貿易投資プログラム (第三期:2011~2015年度)
「企業ネットワーク形成の要因と影響に関する実証分析」プロジェクト

東日本大震災は、サプライチェーンにも大きな影響を与えた。ただし、震災直後には、サプライチェーンは震災からの復旧に悪影響を与えたとの論調が聞かれたが、これは誤りで、筆者らの以前のディスカッション・ペーパーなどによって、多様なサプライチェーンを有する企業がより早く復旧したことが実証されている(Todo, Nakajima, and Matous, 2014; 戸堂,中島,Matous,2013)。とは言え、サプライチェーンの寸断によって、企業がサプライチェーンのあり方を見直し、修正したのは事実である。本研究は、このような状況下において、企業がどのように既存の相手との取引を解消し、新しい相手との取引を開始したかを実証的に分析したものである。

この研究で利用したのは東京商工リサーチによる企業取引データであるが、これは日本全国約80万の企業の取引関係をかなりの程度補足したもので、世界的にも非常に貴重なものである。特に、RIETIが利用ライセンスを持つデータには、東京商工リサーチが2010年度および2011年度に収集したデータを含んでおり、この2年の取引ネットワークを比較することで、震災を経て、企業がどのように取引企業を維持・変更したかが明らかとなる。

なお、この研究では特に日本のトップ企業500社に絞って分析を行うが、その全ての本社の位置と取引関係を示したものが図1である。ただし、このデータにおいては、本社以外にも事業所があった場合、事業所ごとの取引は把握していない。したがって、この図では全ての取引はあたかも本社間で行われているかのように描かれているが、実際には事業所間の取引もあり、図に書かれたよりもはるかに近い距離での取引も行われているはずである。また、この500社には製造業もサービス業も含まれているが、特に取引先が多いのは電力・ガス会社である。
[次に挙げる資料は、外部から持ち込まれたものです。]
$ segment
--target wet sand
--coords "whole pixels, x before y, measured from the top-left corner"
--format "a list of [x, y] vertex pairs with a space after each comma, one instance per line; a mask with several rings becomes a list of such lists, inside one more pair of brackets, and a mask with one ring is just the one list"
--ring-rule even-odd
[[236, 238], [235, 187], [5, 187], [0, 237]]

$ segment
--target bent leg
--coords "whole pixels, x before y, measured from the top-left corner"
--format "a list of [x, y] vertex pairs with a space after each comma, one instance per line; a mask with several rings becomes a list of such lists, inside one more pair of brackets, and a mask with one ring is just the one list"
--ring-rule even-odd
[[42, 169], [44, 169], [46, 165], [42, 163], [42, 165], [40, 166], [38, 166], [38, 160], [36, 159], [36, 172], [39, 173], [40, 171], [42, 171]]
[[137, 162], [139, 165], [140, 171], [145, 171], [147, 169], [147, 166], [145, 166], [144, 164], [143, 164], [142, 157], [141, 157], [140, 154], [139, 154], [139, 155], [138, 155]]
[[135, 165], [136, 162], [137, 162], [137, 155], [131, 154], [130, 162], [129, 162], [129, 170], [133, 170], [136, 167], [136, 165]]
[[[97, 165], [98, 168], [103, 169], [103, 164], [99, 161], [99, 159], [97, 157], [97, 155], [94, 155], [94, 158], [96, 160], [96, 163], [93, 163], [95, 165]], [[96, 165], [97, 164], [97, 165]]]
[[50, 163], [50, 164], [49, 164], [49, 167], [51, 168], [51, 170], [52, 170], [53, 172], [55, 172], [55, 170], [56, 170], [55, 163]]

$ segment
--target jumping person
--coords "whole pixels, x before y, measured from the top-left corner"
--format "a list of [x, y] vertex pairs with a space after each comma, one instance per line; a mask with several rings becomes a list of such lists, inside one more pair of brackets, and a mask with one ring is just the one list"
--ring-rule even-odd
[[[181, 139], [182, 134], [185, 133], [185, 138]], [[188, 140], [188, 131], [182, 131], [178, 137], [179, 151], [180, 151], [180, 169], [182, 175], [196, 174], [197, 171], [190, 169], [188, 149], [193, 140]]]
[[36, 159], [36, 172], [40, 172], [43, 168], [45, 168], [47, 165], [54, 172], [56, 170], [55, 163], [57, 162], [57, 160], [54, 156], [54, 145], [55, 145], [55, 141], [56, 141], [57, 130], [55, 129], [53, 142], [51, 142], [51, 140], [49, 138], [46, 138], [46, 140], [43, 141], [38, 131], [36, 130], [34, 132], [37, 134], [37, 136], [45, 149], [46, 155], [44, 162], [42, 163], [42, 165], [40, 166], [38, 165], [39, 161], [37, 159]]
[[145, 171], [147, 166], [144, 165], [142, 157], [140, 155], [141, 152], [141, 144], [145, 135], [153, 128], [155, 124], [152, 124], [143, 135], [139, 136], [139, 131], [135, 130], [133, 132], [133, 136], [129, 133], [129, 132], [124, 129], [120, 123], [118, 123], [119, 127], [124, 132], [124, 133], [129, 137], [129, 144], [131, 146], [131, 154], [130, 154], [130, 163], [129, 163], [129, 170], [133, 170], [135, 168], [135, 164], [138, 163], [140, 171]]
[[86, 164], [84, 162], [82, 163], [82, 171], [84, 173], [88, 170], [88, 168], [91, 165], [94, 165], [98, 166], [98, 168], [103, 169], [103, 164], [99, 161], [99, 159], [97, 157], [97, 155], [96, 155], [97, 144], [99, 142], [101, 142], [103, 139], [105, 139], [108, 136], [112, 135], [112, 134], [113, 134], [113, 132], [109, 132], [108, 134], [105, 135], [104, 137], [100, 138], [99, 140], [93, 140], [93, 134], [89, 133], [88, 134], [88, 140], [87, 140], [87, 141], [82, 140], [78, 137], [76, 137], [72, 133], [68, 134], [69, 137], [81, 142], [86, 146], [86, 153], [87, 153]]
電力・ガス会社は多くの地域におけるさまざまな企業と取引があり(図1の赤丸)、2次の取引先まで含むと膨大な数の企業とつながっている(図2)。

本研究では、まず、震災前後の取引ネットワークの変化の要因として、既存の取引ネットワーク構造(たとえば、既存の取引企業数など)を無視して、取引相手との距離や企業の属性(売上高など)のみを考慮して分析を行った。その結果、企業同士の地理的な近接性が取引ネットワークの変更に大きく影響していることが明らかになった。つまり、地理的に近い企業との取引を新しく開始し、遠方の企業との取引は止めてしまう場合が多かったのだ。藤田昌久RIETI所長らによって創成された空間経済学では、企業は空間的に集積することで、物品の輸送コストを節約し、地域の労働市場を整備し、情報や知識の伝播を活発化するといった恩恵を得ると考えられている。本研究の結果は、このような空間経済学の考え方と合致する。

次に、地理的な要因に加えて、既存の取引ネットワーク構造の性質も取引ネットワークの変化要因となりうると考えて、同様の分析を行った。その結果、地理的な要因よりもむしろ、既存のネットワーク構造が主要な要因であることが見出された。たとえば、企業が新たな顧客企業として選ぶのは、すでに自社が顧客となっている企業や、別の企業を介して間接的につながっている企業を取引先として選ぶ場合が多い。また、すでに多くの企業とつながっている企業を取引先として選ぶ傾向も見られた。

図1:日本トップ500社の取引関係図
(赤丸は電力・ガス会社)

図1:日本トップ500社の取引関係図
図2:ある電力・ガス企業の1次取引先(直接の調達先)[左図]と2次取引先(調達先の調達先)[右図]
図2:ある電力・ガス企業の1次取引先(直接の調達先)[左図]と2次取引先(調達先の調達先)[右図]

この結果は、地理的な要因が企業ネットワークの形成を通じて産業集積に寄与するとはいえ、いったん産業集積が形成されてしまえば、既存の取引ネットワークを基にして新たなネットワークが形成されることを示唆している。つまり、新規参入企業や地方の企業が、既存の取引ネットワークに入り込むことは比較的難しいといえる。したがって、これらの企業が成長するためには、彼らが取引ネットワークを拡大するための政策的な支援、たとえば展示会や商談会に対する支援が必要である可能性がある。ただし、これらの支援が社会全体にとって利益となるかどうかについては、本研究の結果からは明らかではないことには留意が必要である。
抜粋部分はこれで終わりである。